Authored by balazske on Sep 18 2019, 6:47 AM.

Details

Summary

Recognization of function names is done now with the CallDescription
class instead of using IdentifierInfo. This means function name and
argument count is compared too.
A new check for filtering not global-C-functions was added.
Test was updated.

Diff Detail

Event Timeline

balazske created this revision.Sep 18 2019, 6:47 AM
Szelethus retitled this revision from [clang][checkers] Using CallDescription in StreamChecker. to [clang][analyzer] Using CallDescription in StreamChecker..Sep 18 2019, 9:55 AM
Szelethus added reviewers: Szelethus, NoQ.
NoQ added a comment.Sep 18 2019, 2:45 PM

Thanks! Woohoo, tests!

You can go one step further to have a CallDescriptionMap, like in D62557. This would replace the whole chain of ifs with a map lookup (which is currently still a chain of ifs under the hood, but a lot less code anyway and we'll probably optimize it under the hood later).

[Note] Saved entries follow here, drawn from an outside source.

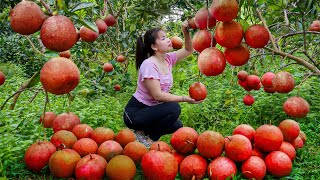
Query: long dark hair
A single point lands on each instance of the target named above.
(143, 49)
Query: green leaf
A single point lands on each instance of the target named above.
(244, 25)
(80, 6)
(132, 27)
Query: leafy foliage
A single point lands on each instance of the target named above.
(97, 104)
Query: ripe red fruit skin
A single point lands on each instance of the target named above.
(268, 138)
(198, 91)
(2, 78)
(256, 152)
(303, 136)
(135, 150)
(253, 81)
(315, 26)
(177, 42)
(63, 139)
(248, 100)
(159, 165)
(221, 168)
(38, 154)
(121, 58)
(288, 148)
(254, 168)
(210, 144)
(59, 75)
(109, 149)
(278, 164)
(245, 130)
(88, 35)
(290, 129)
(65, 121)
(58, 33)
(102, 26)
(269, 90)
(297, 143)
(211, 62)
(242, 75)
(256, 36)
(48, 119)
(82, 131)
(108, 67)
(201, 40)
(266, 79)
(102, 134)
(296, 107)
(110, 20)
(237, 56)
(160, 146)
(193, 166)
(85, 146)
(224, 10)
(184, 140)
(238, 148)
(26, 18)
(91, 166)
(283, 82)
(179, 157)
(63, 163)
(229, 34)
(201, 19)
(65, 54)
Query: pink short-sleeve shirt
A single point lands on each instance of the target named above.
(149, 70)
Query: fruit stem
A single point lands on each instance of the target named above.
(44, 113)
(193, 177)
(265, 25)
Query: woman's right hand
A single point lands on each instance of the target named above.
(190, 100)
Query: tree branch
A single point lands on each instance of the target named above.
(297, 59)
(111, 10)
(123, 4)
(297, 33)
(265, 25)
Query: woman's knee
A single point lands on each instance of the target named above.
(174, 107)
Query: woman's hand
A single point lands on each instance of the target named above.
(190, 100)
(185, 27)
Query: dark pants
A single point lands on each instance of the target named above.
(155, 121)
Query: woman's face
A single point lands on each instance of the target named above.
(163, 44)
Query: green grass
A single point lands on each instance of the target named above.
(222, 111)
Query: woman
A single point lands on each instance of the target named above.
(153, 111)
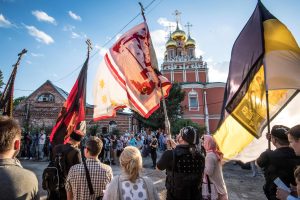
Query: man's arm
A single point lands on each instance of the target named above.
(69, 195)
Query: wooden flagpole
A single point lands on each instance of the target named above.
(167, 121)
(10, 83)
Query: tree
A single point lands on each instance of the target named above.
(18, 100)
(174, 109)
(1, 81)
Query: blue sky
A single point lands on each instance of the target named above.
(54, 33)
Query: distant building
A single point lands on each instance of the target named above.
(204, 99)
(41, 108)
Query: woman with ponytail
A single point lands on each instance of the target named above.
(130, 185)
(213, 170)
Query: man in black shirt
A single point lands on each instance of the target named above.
(70, 154)
(184, 166)
(278, 163)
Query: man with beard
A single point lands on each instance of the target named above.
(15, 182)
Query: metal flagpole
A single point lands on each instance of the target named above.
(167, 121)
(267, 102)
(10, 84)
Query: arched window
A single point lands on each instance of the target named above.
(193, 100)
(46, 97)
(112, 125)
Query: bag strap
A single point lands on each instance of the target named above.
(208, 184)
(88, 177)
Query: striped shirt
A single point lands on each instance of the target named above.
(76, 183)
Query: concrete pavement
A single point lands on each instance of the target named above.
(240, 183)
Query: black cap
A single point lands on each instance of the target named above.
(76, 135)
(280, 132)
(189, 134)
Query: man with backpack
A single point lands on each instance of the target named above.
(64, 157)
(88, 180)
(184, 166)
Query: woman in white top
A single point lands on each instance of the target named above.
(213, 166)
(129, 185)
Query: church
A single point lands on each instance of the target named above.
(203, 99)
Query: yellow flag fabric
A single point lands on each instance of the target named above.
(276, 70)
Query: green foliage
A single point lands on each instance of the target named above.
(174, 109)
(180, 123)
(1, 81)
(18, 100)
(115, 131)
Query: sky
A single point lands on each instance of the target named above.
(54, 33)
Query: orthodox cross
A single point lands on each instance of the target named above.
(89, 43)
(19, 58)
(188, 25)
(177, 16)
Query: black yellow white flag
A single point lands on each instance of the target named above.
(265, 57)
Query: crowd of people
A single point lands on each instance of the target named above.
(193, 166)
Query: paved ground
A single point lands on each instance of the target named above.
(240, 183)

balazske updated this revision to Diff 222138.Sep 27 2019, 5:16 AM

Using CallDescriptionMap.

It seems like this patch is diffed against your latest commit, not the master branch.

NoQ added a comment.Sep 27 2019, 6:18 PM

It seems like this patch is diffed against your latest commit, not the master branch.

Yeah, seems so. The code looks great tho, thanks!

clang/lib/StaticAnalyzer/Checkers/StreamChecker.cpp
57–58

Feel free to omit the constructor entirely. We almost never have constructors in our checkers.

65–78

Are you sure these functions are actually sometimes implemented as builtins? I think they're required to be regular functions.

81–97

For most purposes it's more convenient to pass CallEvent around. The only moment when you actually need the CallExpr is when you're doing the binding for the return value, which happens once, so it's fine to call .getOriginExpr() directly at this point.

112–114

(not your fault but before i forget) This check is actually redundant.

212

(not your fault but before i forget) This condition is actually always true here.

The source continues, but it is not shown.